Hyderabad Man’s Train Stunt Again Proves That Indians are Dying to Take a Selfie
Hyderabad Man’s Train Stunt Again Proves That Indians are Dying to Take a Selfie
Between March 2014 and September 2016, 60 per cent of all “selfie deaths” were reported from India.

New Delhi: A Hyderabad man suffered severe injuries after a train hit him when he was taking a selfie alongside the railway tracks. The accident took place near the Bharatnagar railway station three days ago but came to light on Wednesday, when a disturbing video of it went viral on social media.

In the video, the man, who looks to be in his early 20s, is seen recording himself with the front camera of his smartphone as an MMTS train approaches in the background. In the final moments of the video, the train appears to hit the man violently in the face as the video switches off.

Although the man escaped with injuries, the incident is an indicator of the worrying trend of selfie-related accidents in the country, which most often lead to very serious injuries, sometimes even death.

For several years now, India has recorded the most selfie-related deaths. According to Me, Myself and My Killfie: Characterizing and Preventing Selfie Deaths, a collaborative study by researchers from Carnegie Mellon University and Indraprastha Institute of Information Delhi, between March 2014 and September 2016, 60 per cent of all “selfie deaths” – where a person dies while trying to take a picture of themselves – were reported from India.

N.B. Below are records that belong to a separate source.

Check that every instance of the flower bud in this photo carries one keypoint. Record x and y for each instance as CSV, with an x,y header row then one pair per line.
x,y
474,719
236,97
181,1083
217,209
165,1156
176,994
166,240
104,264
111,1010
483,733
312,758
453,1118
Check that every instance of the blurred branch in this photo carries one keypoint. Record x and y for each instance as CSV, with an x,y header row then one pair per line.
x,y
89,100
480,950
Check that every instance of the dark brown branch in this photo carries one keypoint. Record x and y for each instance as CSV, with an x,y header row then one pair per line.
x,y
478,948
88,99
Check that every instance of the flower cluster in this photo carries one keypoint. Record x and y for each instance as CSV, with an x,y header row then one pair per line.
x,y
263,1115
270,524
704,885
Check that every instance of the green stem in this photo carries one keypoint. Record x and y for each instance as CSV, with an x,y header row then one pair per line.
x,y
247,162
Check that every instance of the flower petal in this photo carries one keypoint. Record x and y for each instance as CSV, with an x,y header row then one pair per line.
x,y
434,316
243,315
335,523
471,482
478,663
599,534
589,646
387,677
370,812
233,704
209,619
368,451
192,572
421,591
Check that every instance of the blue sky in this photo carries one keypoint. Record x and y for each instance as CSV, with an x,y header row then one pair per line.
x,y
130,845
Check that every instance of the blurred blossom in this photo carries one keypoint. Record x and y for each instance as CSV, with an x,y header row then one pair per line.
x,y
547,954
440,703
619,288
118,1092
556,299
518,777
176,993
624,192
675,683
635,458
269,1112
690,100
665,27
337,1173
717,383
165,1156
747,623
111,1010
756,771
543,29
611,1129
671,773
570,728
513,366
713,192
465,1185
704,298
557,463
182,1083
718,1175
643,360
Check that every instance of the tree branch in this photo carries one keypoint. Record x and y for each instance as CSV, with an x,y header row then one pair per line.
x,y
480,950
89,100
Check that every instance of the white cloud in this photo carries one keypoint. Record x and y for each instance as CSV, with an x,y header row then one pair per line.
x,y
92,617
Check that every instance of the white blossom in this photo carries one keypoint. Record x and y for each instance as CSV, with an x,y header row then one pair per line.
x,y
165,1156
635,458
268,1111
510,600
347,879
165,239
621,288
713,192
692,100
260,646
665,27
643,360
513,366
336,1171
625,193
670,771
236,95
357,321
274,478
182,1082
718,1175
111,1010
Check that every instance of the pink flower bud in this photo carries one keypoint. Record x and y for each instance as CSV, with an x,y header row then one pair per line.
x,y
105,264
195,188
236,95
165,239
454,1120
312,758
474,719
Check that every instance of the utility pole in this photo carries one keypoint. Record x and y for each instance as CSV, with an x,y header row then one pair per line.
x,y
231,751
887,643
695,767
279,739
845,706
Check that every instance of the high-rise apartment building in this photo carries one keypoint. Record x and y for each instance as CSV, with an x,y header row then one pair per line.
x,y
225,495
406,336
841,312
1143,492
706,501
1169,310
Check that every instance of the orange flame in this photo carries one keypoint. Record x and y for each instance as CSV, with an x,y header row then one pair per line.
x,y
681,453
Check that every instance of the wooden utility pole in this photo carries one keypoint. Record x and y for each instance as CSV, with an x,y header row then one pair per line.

Pointing to an increase in selfie related deaths, the study reported that more than 73 people died while taking extreme photos of themselves in the first eight months of 2016, up from 39 in 2015 and 15 in 2014.

The study also put the number of selfie deaths in India at 76 out of the 127 reported selfie deaths in the 18-month period. The main cause of the death, according to the study, was taking selfies with wild animals, on railway tracks and in moving vehicles.

According to the report, 68 % of victims who died while taking a selfie were under the age of 24. Around 75% of the victims were men. In more than 24 incidents of selfie deaths, multiple lives were lost.

The report also stated that the most common type of selfie death involved people falling from buildings, mountains, cliffs or other extreme heights. Water-related photos were the second most dangerous.

In 2017, about half of the selfie related deaths around the world – 27 ¬ occurred in India.

In January 2017, two teenagers were killed by a speeding train while they were doing stunts and posing for selfies near a railway track behind Akshardham Temple in Delhi.

In July, a 28-year-old man sneaked into a restricted safari area at the Bannerghatta Biological Park in Bengaluru with his friends and tried to take a selfie with an elephant. The animal trampled him to death.

That same month, four people were trying to take a selfie on a cliff at Nagoa Beach in Diu. As waves crashed into the cliff, they fell in the Arabian Sea and were swept away, drowning them all.